The dollar index, which measures the greenback against a basket of six other major currencies, was down 0.48 percent at 89.43. For the week, the index was down 0.7 percent.
China urged the United States on Friday to "pull back from the brink" as President Donald Trump's plans for tariffs on up to $60 billion in Chinese goods moved the world's two largest economies closer to a trade war.
"People seem to be being just a little cautious with so many headlines coming out, and wondering what the next headline could be and how the market is going to react to it," said Chuck Tomes, senior investment analyst at Manulife Asset Management in Boston.
Expectations about shifting policy at global central banks was also injecting an element of uncertainty into currency markets, Tomes said. Trump's decision on Thursday to replace H.R. McMaster as national security adviser with John Bolton, a hawk who has advocated using military force against North Korea and Iran, could also be weighing on sentiment on the margins, Tomes said.

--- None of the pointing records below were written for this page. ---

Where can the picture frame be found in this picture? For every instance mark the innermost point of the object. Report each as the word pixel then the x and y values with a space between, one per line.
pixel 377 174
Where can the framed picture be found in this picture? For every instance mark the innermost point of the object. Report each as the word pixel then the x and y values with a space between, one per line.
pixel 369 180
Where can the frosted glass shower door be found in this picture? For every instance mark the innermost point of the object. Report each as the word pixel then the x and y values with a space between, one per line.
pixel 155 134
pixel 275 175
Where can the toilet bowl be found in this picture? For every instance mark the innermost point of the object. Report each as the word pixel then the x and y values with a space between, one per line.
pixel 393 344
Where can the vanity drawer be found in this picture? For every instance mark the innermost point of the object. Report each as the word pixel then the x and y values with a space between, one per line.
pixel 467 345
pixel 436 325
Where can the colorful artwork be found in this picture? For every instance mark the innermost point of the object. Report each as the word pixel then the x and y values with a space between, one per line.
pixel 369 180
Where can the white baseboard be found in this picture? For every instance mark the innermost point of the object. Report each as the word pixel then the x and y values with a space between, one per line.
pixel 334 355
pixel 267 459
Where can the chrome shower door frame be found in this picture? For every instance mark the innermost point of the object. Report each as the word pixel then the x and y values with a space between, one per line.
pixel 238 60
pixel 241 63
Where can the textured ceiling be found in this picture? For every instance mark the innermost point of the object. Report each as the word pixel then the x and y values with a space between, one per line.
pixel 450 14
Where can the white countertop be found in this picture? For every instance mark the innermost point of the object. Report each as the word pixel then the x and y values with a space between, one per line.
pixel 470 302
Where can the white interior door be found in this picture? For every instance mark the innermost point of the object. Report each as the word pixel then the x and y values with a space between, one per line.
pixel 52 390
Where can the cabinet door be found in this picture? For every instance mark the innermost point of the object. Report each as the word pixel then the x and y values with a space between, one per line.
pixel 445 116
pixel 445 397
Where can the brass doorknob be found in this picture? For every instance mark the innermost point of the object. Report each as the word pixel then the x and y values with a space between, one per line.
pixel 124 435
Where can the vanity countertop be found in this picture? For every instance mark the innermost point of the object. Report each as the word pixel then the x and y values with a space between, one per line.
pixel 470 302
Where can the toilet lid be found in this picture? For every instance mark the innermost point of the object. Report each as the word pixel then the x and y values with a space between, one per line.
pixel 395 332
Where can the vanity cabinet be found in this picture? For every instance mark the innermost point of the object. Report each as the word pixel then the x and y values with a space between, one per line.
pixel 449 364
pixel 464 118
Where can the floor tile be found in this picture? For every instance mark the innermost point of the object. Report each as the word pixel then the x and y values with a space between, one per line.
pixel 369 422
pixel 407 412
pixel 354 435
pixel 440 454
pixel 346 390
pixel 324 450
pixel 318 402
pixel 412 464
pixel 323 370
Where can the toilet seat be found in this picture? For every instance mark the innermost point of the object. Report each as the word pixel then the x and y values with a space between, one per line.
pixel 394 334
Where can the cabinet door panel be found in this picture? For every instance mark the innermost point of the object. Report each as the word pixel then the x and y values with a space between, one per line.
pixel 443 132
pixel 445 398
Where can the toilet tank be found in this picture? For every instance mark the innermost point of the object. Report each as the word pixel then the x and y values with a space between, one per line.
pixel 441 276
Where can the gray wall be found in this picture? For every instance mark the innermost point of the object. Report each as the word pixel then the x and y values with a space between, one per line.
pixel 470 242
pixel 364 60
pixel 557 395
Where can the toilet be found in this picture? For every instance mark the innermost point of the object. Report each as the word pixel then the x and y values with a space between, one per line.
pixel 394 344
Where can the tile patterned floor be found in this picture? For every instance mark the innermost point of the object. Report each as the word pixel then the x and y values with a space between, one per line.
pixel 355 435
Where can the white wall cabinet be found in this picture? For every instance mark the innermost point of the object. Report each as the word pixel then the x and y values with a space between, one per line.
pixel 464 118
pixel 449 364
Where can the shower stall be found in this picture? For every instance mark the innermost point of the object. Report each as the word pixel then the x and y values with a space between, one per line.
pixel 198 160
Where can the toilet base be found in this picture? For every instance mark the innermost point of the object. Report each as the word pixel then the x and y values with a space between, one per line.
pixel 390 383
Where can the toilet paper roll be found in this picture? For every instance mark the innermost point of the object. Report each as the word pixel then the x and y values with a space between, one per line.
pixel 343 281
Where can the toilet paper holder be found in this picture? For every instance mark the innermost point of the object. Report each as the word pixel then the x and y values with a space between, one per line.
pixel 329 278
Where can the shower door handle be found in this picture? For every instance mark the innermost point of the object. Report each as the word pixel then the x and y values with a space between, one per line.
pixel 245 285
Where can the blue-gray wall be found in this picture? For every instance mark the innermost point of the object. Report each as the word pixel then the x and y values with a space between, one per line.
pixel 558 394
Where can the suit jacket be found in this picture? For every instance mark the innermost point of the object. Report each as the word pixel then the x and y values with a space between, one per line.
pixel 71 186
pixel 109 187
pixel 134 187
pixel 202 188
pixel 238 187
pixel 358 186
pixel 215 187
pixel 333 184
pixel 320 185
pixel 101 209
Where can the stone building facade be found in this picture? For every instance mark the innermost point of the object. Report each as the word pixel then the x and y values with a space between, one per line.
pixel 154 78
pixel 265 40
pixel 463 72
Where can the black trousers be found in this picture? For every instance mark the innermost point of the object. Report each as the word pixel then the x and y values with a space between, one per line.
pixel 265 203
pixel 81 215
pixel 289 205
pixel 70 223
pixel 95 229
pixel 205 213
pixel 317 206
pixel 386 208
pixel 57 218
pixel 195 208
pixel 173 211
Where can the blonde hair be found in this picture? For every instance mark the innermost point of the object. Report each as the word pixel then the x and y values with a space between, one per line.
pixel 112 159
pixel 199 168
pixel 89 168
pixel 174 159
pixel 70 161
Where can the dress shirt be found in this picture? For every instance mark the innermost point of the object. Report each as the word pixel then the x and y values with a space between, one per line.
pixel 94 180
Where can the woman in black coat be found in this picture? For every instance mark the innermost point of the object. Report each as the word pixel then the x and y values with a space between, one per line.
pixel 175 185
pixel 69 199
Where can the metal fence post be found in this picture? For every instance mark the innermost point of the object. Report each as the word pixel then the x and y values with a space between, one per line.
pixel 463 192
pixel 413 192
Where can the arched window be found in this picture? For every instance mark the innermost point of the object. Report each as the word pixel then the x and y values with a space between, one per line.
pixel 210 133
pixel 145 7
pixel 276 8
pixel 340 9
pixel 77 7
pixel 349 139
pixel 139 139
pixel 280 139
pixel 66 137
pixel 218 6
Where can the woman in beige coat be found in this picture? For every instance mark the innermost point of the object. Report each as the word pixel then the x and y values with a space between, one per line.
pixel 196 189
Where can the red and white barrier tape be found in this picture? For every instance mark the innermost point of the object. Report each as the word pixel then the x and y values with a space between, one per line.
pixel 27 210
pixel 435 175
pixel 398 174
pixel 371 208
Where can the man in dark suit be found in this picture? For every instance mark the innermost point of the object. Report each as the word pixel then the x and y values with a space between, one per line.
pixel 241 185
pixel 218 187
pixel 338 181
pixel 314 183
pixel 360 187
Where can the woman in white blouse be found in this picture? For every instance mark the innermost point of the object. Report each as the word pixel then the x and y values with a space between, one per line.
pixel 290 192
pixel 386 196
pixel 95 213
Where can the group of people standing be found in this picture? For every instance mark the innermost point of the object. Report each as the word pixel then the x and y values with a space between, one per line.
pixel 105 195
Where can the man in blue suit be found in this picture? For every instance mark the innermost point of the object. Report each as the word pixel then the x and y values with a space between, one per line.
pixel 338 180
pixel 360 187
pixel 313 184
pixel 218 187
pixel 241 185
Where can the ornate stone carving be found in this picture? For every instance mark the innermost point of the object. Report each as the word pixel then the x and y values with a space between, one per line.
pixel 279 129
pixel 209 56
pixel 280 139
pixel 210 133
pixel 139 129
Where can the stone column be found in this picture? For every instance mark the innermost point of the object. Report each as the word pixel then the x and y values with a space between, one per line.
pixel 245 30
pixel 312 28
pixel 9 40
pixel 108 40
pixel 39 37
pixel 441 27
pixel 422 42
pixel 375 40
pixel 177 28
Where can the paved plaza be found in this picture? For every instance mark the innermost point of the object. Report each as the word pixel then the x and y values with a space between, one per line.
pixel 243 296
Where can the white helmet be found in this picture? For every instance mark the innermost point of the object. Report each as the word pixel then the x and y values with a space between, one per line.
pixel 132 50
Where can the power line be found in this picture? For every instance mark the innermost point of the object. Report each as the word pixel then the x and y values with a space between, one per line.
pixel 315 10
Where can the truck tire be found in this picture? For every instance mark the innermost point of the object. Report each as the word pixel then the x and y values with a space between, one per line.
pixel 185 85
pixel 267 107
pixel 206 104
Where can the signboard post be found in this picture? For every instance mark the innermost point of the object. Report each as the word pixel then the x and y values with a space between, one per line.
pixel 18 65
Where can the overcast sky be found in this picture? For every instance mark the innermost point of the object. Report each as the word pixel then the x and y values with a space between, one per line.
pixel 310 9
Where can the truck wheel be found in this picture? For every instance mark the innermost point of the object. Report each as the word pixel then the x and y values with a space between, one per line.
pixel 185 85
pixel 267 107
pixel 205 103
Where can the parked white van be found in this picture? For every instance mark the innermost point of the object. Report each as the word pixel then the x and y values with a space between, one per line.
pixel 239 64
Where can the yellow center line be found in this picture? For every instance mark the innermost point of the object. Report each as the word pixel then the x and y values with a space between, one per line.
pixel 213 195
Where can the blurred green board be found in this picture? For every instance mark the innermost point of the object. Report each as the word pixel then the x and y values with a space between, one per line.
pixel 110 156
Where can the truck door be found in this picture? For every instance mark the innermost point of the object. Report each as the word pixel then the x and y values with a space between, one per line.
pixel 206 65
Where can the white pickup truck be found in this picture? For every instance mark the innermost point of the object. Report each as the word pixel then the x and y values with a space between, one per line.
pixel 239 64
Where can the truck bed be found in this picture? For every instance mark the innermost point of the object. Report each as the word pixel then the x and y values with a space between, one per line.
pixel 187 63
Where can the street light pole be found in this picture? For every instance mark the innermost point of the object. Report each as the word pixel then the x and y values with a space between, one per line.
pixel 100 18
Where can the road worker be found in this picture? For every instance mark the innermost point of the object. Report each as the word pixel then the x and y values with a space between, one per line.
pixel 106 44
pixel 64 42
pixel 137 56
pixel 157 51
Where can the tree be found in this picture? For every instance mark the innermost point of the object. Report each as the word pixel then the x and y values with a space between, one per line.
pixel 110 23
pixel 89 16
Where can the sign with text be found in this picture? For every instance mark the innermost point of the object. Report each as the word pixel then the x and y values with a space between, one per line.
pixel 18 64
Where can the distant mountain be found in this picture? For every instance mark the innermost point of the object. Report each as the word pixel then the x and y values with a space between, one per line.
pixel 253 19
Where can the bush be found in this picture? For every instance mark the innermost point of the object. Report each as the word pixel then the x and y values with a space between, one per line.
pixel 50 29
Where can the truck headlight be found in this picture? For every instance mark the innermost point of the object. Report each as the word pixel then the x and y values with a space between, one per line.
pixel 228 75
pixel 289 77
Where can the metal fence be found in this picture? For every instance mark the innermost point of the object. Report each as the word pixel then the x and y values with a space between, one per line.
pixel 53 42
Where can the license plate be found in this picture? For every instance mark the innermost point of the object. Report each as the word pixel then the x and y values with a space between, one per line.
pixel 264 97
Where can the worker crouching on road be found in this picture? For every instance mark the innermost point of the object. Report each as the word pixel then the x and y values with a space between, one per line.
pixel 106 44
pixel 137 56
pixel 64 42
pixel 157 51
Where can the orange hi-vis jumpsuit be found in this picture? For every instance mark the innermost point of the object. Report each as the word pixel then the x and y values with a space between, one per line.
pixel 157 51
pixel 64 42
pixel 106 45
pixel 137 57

"Because it is coming in conjunction with all the other things at this moment in time, people might have a little bit more of a reaction," he said.
A gauge of stress in the U.S. money markets climbed to its highest level in nearly nine years on Friday on concerns about growing costs for banks and other companies to borrow dollars and further interest rate increases from the Federal Reserve.
The gap between the three-month dollar London interbank offered rate and three-month overnight indexed swap rate expanded to 58 basis points, the widest since May 2009, according to Thomson Reuters data.
The yen, often viewed as a safe-haven currency in times of market turbulence and economic uncertainty, partly because of the resilience provided by Japan's current account surplus, rose to a 16-month high against the dollar.
The greenback was down 0.50 percent at 104.73 .
The dollar also slipped 0.28 percent against the Swiss franc, another currency bought in times of market uncertainty.
Sterling was up 0.35 percent after Bank of England rate-setter Gertjan Vlieghe said that interest rates will probably need to rise once or twice a year over the next few years, comments that are likely to help cement investors' expectations of a BoE rate hike in May.
The rose against the greenback as oil prices rose and hotter-than-expected domestic inflation data raised the chances of a further Bank of Canada interest rate hike over the coming months.